Peter Norvig, Google’s director of research, is an expert ace at building machines that answer tough questions. An authority in programming languages and artificial intelligence, he has written an oft-cited book on AI (Artificial Intelligence: A Modern Approach), has taught at the University of California, Berkeley, and the University of Southern California, and was the head of computational sciences at NASA. In 2001, Norvig came to Google to be the director of search quality. Four years later, he became Google’s director of research, overseeing about 100 researchers who investigate topics that range from networking to machine translation. Technology Review spoke with Norvig to get a hint of what we can expect from search technology in the years to come.
Technology Review: What does Google Research do?
Peter Norvig: The core of what we do is still search and advertising. A lot of researchers are working on that. They’re working to give better-quality search results and to match ads better. Another area of research is gathering more sources of information, such as text in books, still images, video, and now audio in terms of speech recognition. I think another focus is to understand how people interact with Google and interact with each other on the Web, in general. How do people operate in these social networks? Understanding that question can help us serve them better.
TR: Which research has the most people and funding?
PN: The two biggest projects are machine translation and the speech project. Translation and speech went all the way from one or two people working on them to, now, live systems.
TR: Like the Google Labs project called GOOG-411 [a free service that lets people search for local businesses by voice, over the phone]. Tell me more about it.
PN: I think it’s the only major [phone-based business-search] service of its kind that has no human fallback. It’s 100 percent automated, and there seems to be a good response to it. In general, it looks like things are moving more toward the mobile market, and we thought it was important to deal with the market where you might not have access to a keyboard or might not want to type in search queries.
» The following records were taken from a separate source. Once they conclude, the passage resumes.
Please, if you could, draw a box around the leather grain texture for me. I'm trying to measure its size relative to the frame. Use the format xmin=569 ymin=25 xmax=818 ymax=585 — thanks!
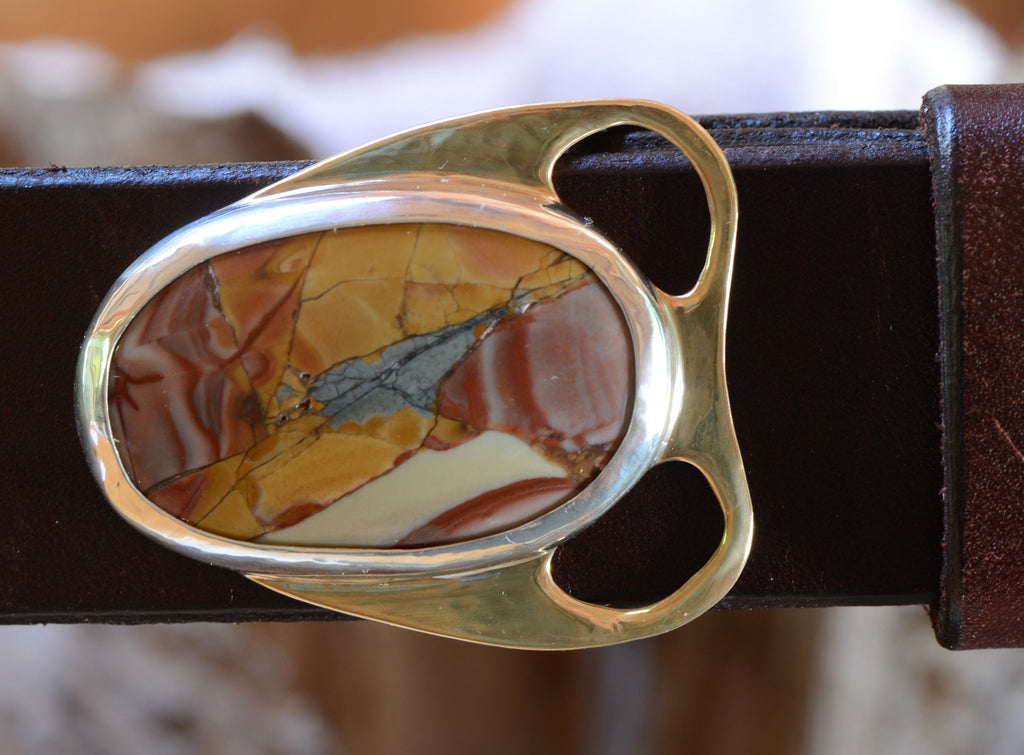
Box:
xmin=0 ymin=113 xmax=942 ymax=623
xmin=923 ymin=86 xmax=1024 ymax=648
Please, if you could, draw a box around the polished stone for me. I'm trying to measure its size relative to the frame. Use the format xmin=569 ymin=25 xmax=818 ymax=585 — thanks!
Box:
xmin=110 ymin=223 xmax=633 ymax=547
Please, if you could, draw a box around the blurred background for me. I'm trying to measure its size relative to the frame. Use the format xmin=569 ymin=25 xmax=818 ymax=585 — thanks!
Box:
xmin=6 ymin=0 xmax=1024 ymax=755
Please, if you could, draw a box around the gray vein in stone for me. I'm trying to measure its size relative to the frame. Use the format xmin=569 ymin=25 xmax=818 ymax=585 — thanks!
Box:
xmin=309 ymin=294 xmax=525 ymax=427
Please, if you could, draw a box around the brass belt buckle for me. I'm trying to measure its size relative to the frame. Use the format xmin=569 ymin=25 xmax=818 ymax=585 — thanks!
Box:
xmin=77 ymin=101 xmax=753 ymax=648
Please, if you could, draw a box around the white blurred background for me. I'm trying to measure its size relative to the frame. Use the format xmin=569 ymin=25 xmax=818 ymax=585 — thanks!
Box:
xmin=0 ymin=0 xmax=1024 ymax=755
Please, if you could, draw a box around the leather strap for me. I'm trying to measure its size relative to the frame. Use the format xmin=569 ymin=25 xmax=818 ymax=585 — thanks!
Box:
xmin=0 ymin=113 xmax=942 ymax=623
xmin=924 ymin=86 xmax=1024 ymax=648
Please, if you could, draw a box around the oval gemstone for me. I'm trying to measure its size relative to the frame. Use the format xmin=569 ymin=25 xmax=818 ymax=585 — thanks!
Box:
xmin=109 ymin=223 xmax=633 ymax=548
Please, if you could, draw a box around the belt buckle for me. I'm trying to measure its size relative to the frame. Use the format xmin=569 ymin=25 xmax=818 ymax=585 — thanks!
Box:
xmin=77 ymin=101 xmax=753 ymax=648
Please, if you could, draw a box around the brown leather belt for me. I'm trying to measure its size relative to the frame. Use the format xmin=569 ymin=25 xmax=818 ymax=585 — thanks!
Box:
xmin=0 ymin=88 xmax=1024 ymax=646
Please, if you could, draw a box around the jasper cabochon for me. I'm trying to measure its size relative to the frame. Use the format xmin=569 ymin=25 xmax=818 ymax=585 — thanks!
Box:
xmin=109 ymin=223 xmax=633 ymax=548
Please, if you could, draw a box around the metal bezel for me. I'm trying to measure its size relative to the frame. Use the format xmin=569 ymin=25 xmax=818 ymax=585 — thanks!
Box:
xmin=79 ymin=174 xmax=679 ymax=576
xmin=76 ymin=101 xmax=753 ymax=648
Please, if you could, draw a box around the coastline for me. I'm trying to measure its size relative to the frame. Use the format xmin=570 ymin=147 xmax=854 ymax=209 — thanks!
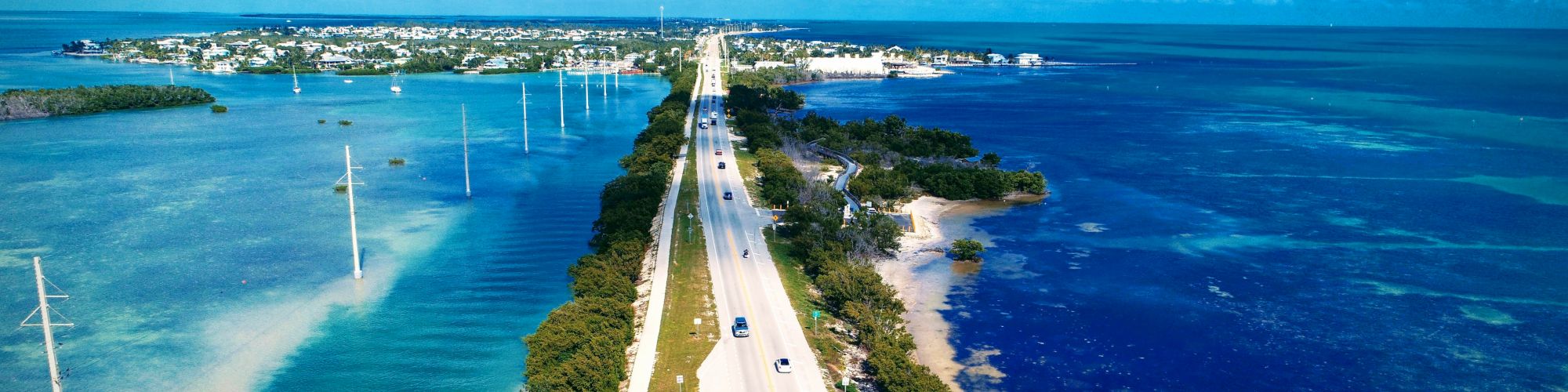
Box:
xmin=877 ymin=193 xmax=1049 ymax=390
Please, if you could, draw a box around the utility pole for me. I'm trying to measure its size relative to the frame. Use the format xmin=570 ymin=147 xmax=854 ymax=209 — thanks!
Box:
xmin=519 ymin=83 xmax=528 ymax=154
xmin=337 ymin=144 xmax=365 ymax=279
xmin=20 ymin=256 xmax=77 ymax=392
xmin=461 ymin=103 xmax=474 ymax=199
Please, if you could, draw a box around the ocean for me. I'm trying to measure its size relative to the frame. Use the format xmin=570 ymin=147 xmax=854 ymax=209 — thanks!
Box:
xmin=771 ymin=22 xmax=1568 ymax=390
xmin=0 ymin=13 xmax=670 ymax=390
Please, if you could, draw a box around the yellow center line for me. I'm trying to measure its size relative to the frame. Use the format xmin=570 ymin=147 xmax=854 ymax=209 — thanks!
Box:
xmin=699 ymin=73 xmax=778 ymax=390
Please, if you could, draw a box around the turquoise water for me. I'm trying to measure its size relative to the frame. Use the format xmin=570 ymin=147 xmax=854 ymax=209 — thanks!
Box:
xmin=0 ymin=14 xmax=668 ymax=390
xmin=784 ymin=22 xmax=1568 ymax=390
TR: And speech recognition can also be important for video search, isn’t it? Blinkx and Everyzing are two examples of startups that are using the technology to search inside video. Is Google working on something similar?
PN: Right now, people aren’t searching for video much. If they are, they have a very specific thing in mind like “Coke” and “Mentos.” People don’t search for things like “Show me the speech where so-and-so talks about this aspect of Middle East history.” But all of that information is there, and with speech recognition, we can access it.
We wanted speech technology that could serve as an interface for phones and also index audio text. After looking at the existing technology, we decided to build our own. We thought that, having the data and computational resources that we do, we could help advance the field. Currently, we are up to state-of-the-art with what we built on our own, and we have the computational infrastructure to improve further. As we get more data from more interaction with users and from uploaded videos, our systems will improve because the data trains the algorithms over time.
TR: While there’s a lot of research going on behind the scenes, on the surface, it looks as though search technology hasn’t changed much in more than 10 years. How is Google’s user interface changing?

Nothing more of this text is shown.